Lee dropped three balls on her break and then promptly rattled the 2-ball in a pocket. Fisher returned the favor moments later, rattling the 4-ball in a pocket. Jeanette missed the chance she was given but nestled the cue ball right up against the 9-ball, forcing Fisher to make a strong shot just to hit it, but ultimately, giving Lee the chance she needed. She finished the rack, to general applause from the gathered crowd, raised her arms in the air as she stepped away from the table and said “Yay!!”

“Here I come!!” she added, to a burst of laughter from the crowd, as she moved to sit in her chair.

In the seventh rack, Fisher dropped a ball, but couldn’t see the 1-ball well enough to risk taking a shot at it, and she pushed. Looking at the 1-ball, tucked behind the 7-ball at the opposite end of the table, Jeanette gave the table back to Fisher, and as Fisher paused to consider her options, Lee spoke up to clarify her decision.

“I’d shoot it,” she told Fisher, “but I don’t want to show off.”

Fisher laughed along with everybody else on the perimeter of the TV table, smiled a ‘thank you’ at Lee for ‘not wanting to show off.’

“I’ll show off for you,” she told her, Lee laughing with the rest of the crowd.

And she almost did. She bounced the 1-ball off the far short rail and it traveled to the other end of the table, looking for all the world like it had a notion to drop into the corner pocket, but it didn’t. They battled back and forth over issues related to the 7-ball, until Fisher had the chance to run them, and she did, to reach the hill first. Jeanette followed up with her first and only break and run to chalk up her second rack.

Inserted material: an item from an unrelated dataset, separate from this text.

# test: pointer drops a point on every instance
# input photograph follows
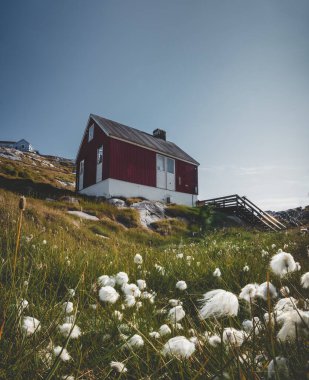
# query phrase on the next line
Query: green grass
(74, 256)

Fisher followed Lee’s first break and run with her first dry break, out of which Lee chose against taking a poke at a fairly hidden 1-ball. Allison gave the table back to her. After some initial struggles, Fisher broke the ‘logjam’ and finished the rack to win it.

They hugged generously at the end, long enough to give Jeanette the post-hug opportunity to put the match in perspective. 

“I want you to know,” she told the crowd, “I still hate her,” thus, exiting the arena in the way she’d entered it at the beginning, giving those who’d gathered to watch, something to laugh about.